For political scientists, moreover, it is far from clear whether there is an optimal strategy for combating right-wing populism and, if so, what it looks like: exclude or disenchant through inclusion (see, for example, Hanspeter Kriesi in section 4 of this article). In Germany, the choice has been to exclude, others have done it differently – think of Austria and Switzerland, the Netherlands, Finland and Denmark (this study specifically analyses the Scandinavian group of countries). Sometimes this involved participation in government, sometimes it involved agreements to support minority governments. Germany’s neighbours have a right to find their own ways of dealing with right-wing parties, without instructions from EU’s largest member state. The Sweden Democrats, by the way, are also becoming a governing party – will Ms Barley and co-authors call for the Swedish Moderates to be thrown out of the EPP as well?

Italy is not stagnating of its own free will

The letter of the three Germans also lacks any sensitivity for why the political situation in Italy is as it is. Instead of accusations, one would have wished for a gesture of self-reflection. Recently, Lucio Baccaro described Italian politics of the past two to three decades as a permanent state of emergency in which governments of technocrats and cabinets of obscure political newcomers seem to take turns in an endless cycle: from expert government prescribing bitter pills in the form of liberalisation and austerity to anti-elite populism laying the foundations for the next technocrat cabinet – and so on.

This is certainly not only, but also due to the fact that the Italian economy has practically stopped growing since the introduction of the euro. One disappointment therefore follows the next. The EU and especially Germany are not innocent in this. They forced Italy into a fiscal corset that pushes budget policy towards constant primary surpluses. This may be compatible with growth if high current account surpluses are run at the same time. But Italy, unlike Germany, is not in an undervaluation constellation that would make this possible.

As a result, the combination of blocked devaluation and coercion of austerity policies prevents both internal and external demand from becoming growth drivers. Those who want to break the Italian technocracy-populism cycle should consider what European framework conditions would be necessary to help Italy onto a better growth path. And those who want to do so as Germans should first recognise their own contributions to the suppression of Italian growth impulses, i.e.: admit and reflect on their own mistakes. Not a word of this from Ms Barley and her co-authors.

An ugly accusation

As if all this were not enough, the authors crown their presentation with a particularly obscure, even vile accusation without any evidence: Ms Meloni, they say, denies the most atrocious crimes in European history. What the most atrocious crimes in the history of Europe were is beyond question. They were the German crimes of the Nazi era, which culminated in the Shoah. The future Italian head of government, according to the open letter, is therefore a Holocaust denier – anyone who thinks that a different interpretation of this passage of the open letter is necessary, or even possible, please let us know.
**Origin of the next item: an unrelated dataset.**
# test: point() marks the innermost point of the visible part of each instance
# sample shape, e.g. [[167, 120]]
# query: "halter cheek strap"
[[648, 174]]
In Germany, even more, the denial of Nazi crimes is a criminal offence (see paragraph 3 of §130 of the German Criminal Code). This lends additional weight to the allegation. Heaven knows what the authors were thinking when they made their accusation (compare it, for instance, with the content of this long interview that the Israeli newspaper Israel Haymon conducted with Ms Meloni). Clearly, three German MEPs are not in control of their speech or their writing. One can only hope that they will formally apologise for their gross failure and that the Italians know that the three authors do not speak for the German people.